In the MENA study, Azmeh pointed out that, “Given the recent rise in government spending on research and development (R&D) in developing countries, it is highly important to examine the impact of academic research output on economic growth. It enables policymakers to evaluate the return on capital invested in research activities.”
Based on the World Bank Database, the R&D expenditure as a percentage of gross domestic product (GDP) for Egypt has increased from 0.2 in 2005 to 0.7 in 2018, from 0.3 in 2002 to 0.7 in 2016 in Jordan, from 0.1 in 2003 to 0.9 in 2012 in Saudi Arabia, and from 0.5 in 2011 to 1.3 in 2018 in the United Arab Emirates.
While academic research output was measured by the number of publications per year determining the quantity of research, the number of citations was used to measure the quality of research.
“Even though most of the world universities rankings are based on the number of citations to gauge the quality of research in each university, this measure is only an approximation. The quality of research should be measured by its impact on the well-being of society,” the study pointed out.
Quantity negatively impacts GDP
The data for research quantity and quality was collected from the Scopus database published on the SCImago website which provides information about the number of publications and citations for all countries in all subject categories or within specific fields. Data on economic growth and all other control variables was collected from world development indicators.
The findings suggest that the “number of research publications (quantity) has a negative impact on real per capita gross domestic product (GDP) growth at a 5% significance level”.
“In contrast, the empirical estimates show a positive and significant impact of the quality of research output, measured by the number of citations, on real per capita GDP growth at a 10% significance level.”
“Our results are in line and confirm the concerns of the Department for International Development (DFID UK), who proclaim that funding research activities in developing countries had an important opportunity cost, since their scarce resources could have been easily channelled towards the course of poverty reduction interventions,” the study stated.
“They give evidence of an important negative impact on economic growth, if policymakers in the MENA countries opt to fund research activities just to increase the volume of research output,” the study added.
“The huge sums allocated to finance research will be deprived from other uses which may have more positive and important impact on economic development,” the study explained.
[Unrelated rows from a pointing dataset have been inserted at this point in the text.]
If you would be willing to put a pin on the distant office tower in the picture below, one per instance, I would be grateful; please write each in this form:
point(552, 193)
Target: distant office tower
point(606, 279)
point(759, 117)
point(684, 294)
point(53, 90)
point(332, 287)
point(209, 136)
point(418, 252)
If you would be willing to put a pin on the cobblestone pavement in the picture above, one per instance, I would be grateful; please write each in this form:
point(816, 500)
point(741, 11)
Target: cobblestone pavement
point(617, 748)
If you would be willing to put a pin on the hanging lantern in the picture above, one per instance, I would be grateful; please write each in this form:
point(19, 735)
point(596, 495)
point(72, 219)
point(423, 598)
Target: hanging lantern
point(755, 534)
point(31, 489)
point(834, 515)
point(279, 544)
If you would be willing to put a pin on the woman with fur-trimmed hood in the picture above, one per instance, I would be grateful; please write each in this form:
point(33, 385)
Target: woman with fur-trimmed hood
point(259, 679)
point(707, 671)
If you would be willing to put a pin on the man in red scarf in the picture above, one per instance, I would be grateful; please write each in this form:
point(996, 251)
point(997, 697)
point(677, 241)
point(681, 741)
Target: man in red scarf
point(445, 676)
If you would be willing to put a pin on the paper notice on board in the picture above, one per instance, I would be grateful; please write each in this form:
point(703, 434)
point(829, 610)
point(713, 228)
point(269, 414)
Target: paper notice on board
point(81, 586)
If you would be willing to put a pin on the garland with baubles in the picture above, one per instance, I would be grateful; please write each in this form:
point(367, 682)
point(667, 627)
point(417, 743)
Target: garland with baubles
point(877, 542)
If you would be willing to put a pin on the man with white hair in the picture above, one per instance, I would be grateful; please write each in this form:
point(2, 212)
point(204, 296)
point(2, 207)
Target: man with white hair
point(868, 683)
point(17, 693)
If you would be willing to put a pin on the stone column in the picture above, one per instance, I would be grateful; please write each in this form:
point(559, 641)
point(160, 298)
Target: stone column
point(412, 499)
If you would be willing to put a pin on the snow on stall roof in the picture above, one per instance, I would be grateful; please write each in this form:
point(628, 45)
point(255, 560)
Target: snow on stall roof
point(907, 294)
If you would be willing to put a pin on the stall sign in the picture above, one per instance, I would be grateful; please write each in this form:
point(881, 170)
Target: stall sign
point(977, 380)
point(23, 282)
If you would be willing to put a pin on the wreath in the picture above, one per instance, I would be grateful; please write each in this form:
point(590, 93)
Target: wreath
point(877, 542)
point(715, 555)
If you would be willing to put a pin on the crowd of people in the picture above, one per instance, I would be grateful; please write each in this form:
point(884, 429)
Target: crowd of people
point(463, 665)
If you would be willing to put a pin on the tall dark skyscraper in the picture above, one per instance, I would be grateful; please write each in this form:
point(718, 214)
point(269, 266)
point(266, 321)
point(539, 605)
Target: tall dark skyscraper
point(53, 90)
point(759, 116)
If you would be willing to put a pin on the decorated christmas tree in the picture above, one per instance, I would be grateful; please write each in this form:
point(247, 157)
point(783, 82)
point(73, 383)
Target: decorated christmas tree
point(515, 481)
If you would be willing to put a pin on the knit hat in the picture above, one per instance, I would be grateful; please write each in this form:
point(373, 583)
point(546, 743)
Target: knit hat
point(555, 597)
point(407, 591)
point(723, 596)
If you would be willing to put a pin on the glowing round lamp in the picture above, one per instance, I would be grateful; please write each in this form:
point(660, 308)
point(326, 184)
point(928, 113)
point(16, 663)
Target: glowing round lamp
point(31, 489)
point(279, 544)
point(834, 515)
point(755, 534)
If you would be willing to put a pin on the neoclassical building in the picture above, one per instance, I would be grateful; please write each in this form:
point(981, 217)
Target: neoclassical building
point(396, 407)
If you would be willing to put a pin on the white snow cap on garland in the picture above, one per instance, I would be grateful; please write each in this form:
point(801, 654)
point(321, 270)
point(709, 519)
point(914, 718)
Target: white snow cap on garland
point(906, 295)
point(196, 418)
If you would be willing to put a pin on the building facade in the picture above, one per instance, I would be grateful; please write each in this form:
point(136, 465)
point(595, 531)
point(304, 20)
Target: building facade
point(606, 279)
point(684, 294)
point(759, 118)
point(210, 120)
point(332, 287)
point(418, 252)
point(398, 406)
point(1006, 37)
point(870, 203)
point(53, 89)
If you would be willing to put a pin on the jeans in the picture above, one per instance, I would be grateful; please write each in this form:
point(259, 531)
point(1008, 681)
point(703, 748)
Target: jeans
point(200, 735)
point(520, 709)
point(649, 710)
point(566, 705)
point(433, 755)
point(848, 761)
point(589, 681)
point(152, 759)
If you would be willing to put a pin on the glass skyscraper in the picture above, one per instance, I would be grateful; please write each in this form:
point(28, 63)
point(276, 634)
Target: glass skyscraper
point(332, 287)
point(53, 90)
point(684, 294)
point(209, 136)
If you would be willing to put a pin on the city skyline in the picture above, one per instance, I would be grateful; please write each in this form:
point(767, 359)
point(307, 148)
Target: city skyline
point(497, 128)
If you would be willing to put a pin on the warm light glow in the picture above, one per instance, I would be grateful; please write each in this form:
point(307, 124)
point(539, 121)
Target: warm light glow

DFID UK’s view was outlined in a literature review, ‘What is the evidence on the impact of research on international development?’
The results support an important and statistically significant impact of (quality) research output on economic growth in the following research areas: biochemistry, genetics and molecular biology, business, management and accounting, computer sciences, energy, engineering, mathematics, and physics and astronomy, the study found.
Besides allocating resources to build new laboratories in universities and research centres in these fields, equipping them with new technology and the most sophisticated equipment, policymakers should also incite researchers, especially in these fields, to publish their research in the most prestigious international journals (that is journals in the top 10 percentile in Scopus) by honouring them and giving them prizes for their research, according to the study.